Consultancy firm McKinsey & Company predicts that the global economy is going to slow down, leading to falling investment returns that in turn means our pension savings won't grow at the rate we have become accustomed to.

Its research found that over the past 20 years, the average pension pot has managed an annual return of 6.7 per cent after charges. As a result, someone saving £200 a month would have built up pension savings worth around £98,000 today.

But McKinsey doesn't believe that level of growth will be achievable over the next two decades and predicts average returns of just 3.4 per cent a year will become the norm. That could have catastrophic results, with £200 a month building up a pot worth just £68,700.

The difference between the savings achieved over the two time periods is a massive £30,000, which would make an enormous difference to the pension income a person could achieve.

"The implications are serious and these numbers should serve as a wake-up call to savers, who need to realise it may not be as easy to make returns in the future," Darius McDermott, the director of broker Chelsea Financial Services, told Money Mail.

The reason for the shortfall is that McKinsey believes the global economy is decelerating. Over the past 20 years, stock markets across the world have done well thanks to falling inflation and lower interest rates helping big firms boost their profits. However, that could be about to change.

"The big North American and Western European firms that took the largest share of the global profit pool in the past 30 years face new competitive pressures as emerging market companies expand, technology giants disrupt business models and smaller rivals compete for customers," says McKinsey's report.
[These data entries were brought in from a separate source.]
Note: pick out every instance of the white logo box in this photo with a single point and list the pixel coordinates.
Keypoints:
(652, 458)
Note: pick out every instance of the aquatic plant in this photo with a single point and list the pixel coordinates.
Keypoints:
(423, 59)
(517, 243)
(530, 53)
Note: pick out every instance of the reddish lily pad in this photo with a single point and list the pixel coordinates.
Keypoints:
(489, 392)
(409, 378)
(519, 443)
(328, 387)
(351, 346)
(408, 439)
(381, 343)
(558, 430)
In order to counteract this slowing growth, savers need to invest an extra £1,000 a year into their pensions.

If you can afford to do that and it doesn’t take you over any of the pension contribution limits, it is certainly worth considering. The tax breaks on pension contributions are generous and should be grabbed if you can afford to do so.

However, not everyone can afford to lock away an extra £1,000 a year. The good news is there are alternative ways to boost your pension returns. Firstly, if you haven't joined your workplace pension scheme, do so.
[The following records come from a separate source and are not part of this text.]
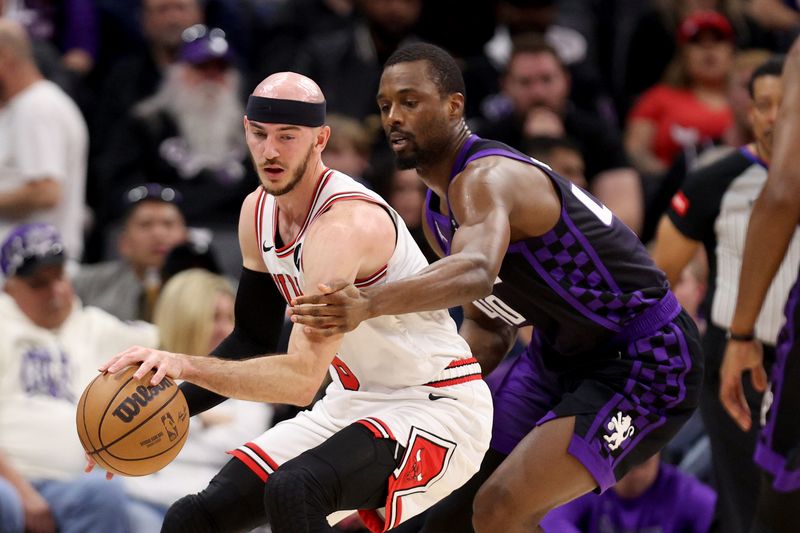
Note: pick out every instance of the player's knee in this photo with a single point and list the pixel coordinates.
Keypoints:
(187, 515)
(491, 509)
(287, 493)
(95, 492)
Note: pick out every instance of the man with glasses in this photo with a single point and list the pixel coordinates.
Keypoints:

"It makes sense for most people to join their company pension scheme," says Patrick Connolly, a certified financial planner at Chase de Vere. "These schemes are usually good value and all employers have to pay into their eligible employees' pension." That means your pension pot will get a boost as your employer will be contributing, too.

Secondly, take a look at how your funds are performing and how much you are paying in fees and charges. Don't get stuck with underperforming funds or paying expensive fees for a fund manager who isn't earning his keep.

Consider investing in tracker funds - they won't ever outperform the market like a fund manager might, but they are a lot cheaper so you'll be giving away less of your returns.